Ban, whose second term at the helm of the United Nations starts Jan. 1, laid out his overarching theme for his next administration during a speech to the World Trade Organization.
He told trade officials and diplomats that "the United Nations' top priority for this year and many years beyond will have to be sustainable development" — lifting people out of poverty while working on environmental concerns.
The 67-year-old South Korean diplomat, who became U.N. chief in 2007, described sustainable development as a theme that would "tie together many other goals" such as addressing climate change, global health, women's issues and food, water and energy shortages.
His remarks on sustainable development — improving people's lives while minimizing harm to nature — were the only point at which he strayed from his scripted remarks to a WTO conference aimed at helping developing countries expand their trade.
"If you look at all these goals, they are all very closely interconnected," Ban said. "That is what I'm really going to focus on, what I'm particularly going to focus on, for five years."

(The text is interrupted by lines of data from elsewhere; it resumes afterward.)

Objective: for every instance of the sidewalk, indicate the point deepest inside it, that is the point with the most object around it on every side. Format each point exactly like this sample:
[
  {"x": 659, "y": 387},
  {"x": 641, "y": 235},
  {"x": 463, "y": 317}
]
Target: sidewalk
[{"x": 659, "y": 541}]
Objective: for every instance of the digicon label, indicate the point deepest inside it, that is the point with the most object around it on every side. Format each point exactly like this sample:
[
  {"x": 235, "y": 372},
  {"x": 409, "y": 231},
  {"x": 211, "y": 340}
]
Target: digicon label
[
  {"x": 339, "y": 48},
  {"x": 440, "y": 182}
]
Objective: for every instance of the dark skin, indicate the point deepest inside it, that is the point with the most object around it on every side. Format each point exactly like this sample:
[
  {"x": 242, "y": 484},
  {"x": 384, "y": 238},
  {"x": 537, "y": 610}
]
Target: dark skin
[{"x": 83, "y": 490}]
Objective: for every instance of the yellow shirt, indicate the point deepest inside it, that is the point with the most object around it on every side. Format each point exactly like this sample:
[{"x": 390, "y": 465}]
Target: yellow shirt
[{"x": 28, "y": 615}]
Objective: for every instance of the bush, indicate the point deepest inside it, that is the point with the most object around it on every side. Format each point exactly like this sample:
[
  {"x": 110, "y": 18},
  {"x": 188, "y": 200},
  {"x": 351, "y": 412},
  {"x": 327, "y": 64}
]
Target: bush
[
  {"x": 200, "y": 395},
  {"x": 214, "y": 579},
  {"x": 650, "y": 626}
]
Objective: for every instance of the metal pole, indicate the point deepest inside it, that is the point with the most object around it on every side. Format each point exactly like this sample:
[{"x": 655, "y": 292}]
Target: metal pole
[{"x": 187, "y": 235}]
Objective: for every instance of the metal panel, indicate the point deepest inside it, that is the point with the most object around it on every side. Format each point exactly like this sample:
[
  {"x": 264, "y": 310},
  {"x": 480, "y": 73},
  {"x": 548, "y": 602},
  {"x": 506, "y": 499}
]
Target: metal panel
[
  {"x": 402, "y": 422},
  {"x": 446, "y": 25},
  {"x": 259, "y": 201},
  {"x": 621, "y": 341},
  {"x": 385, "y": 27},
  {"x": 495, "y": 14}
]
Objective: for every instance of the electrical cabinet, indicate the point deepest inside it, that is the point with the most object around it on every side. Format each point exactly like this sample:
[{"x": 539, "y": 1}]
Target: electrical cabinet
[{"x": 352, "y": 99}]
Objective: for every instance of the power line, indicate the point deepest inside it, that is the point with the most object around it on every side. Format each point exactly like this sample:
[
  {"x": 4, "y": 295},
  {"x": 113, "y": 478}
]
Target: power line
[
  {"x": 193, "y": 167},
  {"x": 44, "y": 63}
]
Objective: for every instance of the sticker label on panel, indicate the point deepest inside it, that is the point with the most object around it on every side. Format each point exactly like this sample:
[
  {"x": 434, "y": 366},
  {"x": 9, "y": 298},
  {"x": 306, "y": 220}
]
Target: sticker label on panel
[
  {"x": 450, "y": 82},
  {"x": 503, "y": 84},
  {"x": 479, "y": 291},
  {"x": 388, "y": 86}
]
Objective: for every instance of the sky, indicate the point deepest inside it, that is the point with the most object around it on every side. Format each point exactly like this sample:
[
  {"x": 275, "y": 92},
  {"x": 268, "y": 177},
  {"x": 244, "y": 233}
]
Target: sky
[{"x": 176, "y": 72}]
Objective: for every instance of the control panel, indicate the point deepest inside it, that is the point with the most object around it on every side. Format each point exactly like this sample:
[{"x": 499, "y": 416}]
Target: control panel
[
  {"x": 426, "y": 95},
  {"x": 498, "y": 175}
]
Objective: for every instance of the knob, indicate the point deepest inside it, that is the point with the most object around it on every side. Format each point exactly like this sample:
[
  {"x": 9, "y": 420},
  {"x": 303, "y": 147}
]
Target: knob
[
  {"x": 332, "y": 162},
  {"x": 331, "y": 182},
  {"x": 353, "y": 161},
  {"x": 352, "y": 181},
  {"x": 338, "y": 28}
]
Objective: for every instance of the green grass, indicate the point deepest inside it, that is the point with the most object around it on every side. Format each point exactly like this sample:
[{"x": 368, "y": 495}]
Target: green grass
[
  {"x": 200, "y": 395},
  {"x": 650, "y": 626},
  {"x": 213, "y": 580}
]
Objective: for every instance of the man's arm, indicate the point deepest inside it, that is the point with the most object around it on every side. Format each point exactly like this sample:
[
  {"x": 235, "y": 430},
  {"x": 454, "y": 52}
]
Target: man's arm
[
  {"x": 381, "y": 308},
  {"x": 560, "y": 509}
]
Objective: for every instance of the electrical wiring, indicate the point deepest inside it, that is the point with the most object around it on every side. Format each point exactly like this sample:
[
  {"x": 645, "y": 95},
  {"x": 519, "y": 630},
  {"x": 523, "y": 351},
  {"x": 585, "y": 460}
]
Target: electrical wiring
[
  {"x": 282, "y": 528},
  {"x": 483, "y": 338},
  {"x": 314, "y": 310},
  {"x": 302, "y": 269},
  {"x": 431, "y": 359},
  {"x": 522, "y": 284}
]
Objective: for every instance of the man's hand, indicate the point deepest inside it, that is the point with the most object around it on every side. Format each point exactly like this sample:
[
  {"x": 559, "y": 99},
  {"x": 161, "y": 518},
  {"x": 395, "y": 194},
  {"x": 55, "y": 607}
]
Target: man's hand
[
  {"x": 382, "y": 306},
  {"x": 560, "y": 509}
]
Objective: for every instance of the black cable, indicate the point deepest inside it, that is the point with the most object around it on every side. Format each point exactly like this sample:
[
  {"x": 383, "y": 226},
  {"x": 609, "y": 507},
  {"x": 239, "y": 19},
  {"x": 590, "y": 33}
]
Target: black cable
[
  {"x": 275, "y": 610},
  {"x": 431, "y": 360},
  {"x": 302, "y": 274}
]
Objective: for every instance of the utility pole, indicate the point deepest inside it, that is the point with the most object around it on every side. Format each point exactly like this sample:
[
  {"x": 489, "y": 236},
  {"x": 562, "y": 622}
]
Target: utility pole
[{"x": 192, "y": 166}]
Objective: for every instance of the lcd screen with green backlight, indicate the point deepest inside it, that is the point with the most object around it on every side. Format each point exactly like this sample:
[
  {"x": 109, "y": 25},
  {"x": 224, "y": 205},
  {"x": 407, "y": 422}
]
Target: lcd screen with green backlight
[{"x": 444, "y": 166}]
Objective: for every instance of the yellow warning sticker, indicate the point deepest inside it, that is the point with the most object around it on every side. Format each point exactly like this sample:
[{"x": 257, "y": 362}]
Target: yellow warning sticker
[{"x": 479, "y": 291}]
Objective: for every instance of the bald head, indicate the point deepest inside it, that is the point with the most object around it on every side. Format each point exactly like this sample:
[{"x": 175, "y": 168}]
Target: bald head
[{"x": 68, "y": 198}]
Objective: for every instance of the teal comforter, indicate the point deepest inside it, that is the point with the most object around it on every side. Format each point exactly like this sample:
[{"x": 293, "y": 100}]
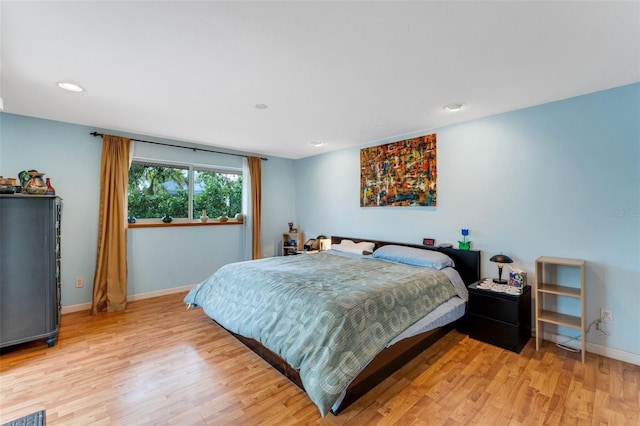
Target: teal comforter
[{"x": 328, "y": 316}]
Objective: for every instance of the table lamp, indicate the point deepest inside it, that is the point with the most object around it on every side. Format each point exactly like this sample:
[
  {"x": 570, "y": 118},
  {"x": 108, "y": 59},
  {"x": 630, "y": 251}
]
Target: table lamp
[{"x": 500, "y": 259}]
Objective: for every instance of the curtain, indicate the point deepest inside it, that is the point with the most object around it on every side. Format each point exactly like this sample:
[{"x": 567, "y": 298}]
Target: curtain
[
  {"x": 255, "y": 171},
  {"x": 247, "y": 227},
  {"x": 110, "y": 279}
]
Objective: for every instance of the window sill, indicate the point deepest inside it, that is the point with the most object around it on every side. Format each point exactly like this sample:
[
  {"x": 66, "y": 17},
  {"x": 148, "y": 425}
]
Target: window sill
[{"x": 157, "y": 223}]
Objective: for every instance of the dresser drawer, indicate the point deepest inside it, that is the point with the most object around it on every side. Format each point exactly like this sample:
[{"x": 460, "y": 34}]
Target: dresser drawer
[
  {"x": 483, "y": 303},
  {"x": 504, "y": 335}
]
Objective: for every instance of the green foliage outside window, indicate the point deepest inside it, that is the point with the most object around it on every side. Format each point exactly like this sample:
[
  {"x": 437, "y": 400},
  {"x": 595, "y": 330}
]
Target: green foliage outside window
[{"x": 156, "y": 190}]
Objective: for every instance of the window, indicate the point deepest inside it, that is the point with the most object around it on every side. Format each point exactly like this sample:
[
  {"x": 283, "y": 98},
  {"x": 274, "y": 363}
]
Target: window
[{"x": 183, "y": 191}]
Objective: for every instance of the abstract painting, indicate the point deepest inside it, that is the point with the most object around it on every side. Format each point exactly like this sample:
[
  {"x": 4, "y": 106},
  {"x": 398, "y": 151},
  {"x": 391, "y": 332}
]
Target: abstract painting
[{"x": 400, "y": 173}]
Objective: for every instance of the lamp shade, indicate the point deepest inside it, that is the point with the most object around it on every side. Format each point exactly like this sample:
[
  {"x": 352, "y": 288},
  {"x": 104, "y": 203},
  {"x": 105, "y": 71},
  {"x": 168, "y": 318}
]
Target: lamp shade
[{"x": 501, "y": 258}]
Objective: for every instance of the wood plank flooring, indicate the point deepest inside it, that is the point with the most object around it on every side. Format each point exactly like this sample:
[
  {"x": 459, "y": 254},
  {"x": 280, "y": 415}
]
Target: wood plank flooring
[{"x": 161, "y": 364}]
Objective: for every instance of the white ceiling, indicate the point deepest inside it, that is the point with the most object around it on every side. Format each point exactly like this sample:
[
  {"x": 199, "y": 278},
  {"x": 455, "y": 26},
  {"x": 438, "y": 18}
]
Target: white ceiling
[{"x": 344, "y": 73}]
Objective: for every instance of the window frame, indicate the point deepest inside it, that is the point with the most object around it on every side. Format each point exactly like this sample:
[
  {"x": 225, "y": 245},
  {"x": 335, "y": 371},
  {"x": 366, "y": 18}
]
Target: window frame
[{"x": 191, "y": 168}]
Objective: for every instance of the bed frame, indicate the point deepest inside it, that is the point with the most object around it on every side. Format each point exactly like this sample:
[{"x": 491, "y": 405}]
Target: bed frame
[{"x": 392, "y": 358}]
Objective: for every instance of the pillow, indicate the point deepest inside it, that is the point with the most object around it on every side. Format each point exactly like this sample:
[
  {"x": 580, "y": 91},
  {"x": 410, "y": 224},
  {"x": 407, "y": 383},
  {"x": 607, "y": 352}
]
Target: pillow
[
  {"x": 414, "y": 256},
  {"x": 348, "y": 246}
]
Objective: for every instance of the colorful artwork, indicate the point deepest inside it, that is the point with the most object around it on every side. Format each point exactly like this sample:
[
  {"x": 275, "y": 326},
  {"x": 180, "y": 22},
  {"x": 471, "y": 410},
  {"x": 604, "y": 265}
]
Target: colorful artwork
[{"x": 399, "y": 174}]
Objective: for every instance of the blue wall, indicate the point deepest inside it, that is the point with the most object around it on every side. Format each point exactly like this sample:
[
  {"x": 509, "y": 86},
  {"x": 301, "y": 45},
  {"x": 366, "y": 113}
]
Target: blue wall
[
  {"x": 560, "y": 179},
  {"x": 158, "y": 258}
]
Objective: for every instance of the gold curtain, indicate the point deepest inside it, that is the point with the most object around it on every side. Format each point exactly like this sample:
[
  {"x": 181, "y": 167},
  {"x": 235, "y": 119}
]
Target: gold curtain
[
  {"x": 110, "y": 279},
  {"x": 255, "y": 170}
]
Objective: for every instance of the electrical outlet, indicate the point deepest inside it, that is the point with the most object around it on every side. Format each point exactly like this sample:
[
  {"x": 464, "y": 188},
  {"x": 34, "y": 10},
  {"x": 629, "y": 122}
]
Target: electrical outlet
[{"x": 606, "y": 316}]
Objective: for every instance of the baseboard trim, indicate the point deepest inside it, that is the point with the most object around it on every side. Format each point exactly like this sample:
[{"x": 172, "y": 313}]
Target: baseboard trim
[
  {"x": 629, "y": 357},
  {"x": 130, "y": 298}
]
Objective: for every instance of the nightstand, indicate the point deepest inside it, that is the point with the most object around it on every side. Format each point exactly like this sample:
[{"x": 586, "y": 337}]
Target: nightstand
[{"x": 501, "y": 319}]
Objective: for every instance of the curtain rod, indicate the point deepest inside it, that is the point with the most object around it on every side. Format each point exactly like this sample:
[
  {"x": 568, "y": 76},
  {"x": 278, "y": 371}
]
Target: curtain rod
[{"x": 96, "y": 134}]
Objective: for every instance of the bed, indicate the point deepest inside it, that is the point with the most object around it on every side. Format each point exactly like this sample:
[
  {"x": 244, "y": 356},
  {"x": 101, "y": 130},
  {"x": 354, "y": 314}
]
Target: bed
[{"x": 337, "y": 323}]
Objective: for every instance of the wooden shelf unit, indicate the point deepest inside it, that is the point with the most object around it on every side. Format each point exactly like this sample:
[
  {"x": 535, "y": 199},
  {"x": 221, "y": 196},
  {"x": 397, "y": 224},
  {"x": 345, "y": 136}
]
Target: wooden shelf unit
[
  {"x": 287, "y": 248},
  {"x": 546, "y": 289}
]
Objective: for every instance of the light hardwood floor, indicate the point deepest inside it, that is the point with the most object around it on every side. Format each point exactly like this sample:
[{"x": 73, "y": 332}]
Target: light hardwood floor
[{"x": 161, "y": 364}]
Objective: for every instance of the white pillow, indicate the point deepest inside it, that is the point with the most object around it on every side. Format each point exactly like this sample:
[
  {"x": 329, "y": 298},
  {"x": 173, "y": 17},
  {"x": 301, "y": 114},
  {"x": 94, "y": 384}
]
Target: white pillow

The U.N. General Assembly unanimously elected Ban to a second term in June. He had faced no opposition, and all the U.N.'s regional groups endorsed him.
During his first term succeeding Kofi Annan as secretary-general, Ban made a priority of tackling climate change, poverty, nuclear disarmament and women's issues.
He won praise this year for coming out strongly in favor of pro-democracy movements in North Africa and the Middle East and supporting military intervention in Ivory Coast and Libya.
But some of his early goals for a new global climate treaty and peace in the Middle East and Sudan's Darfur region remain elusive, and his critics say he lacks charisma and should strongly condemn human rights abuses in countries such as China and Russia.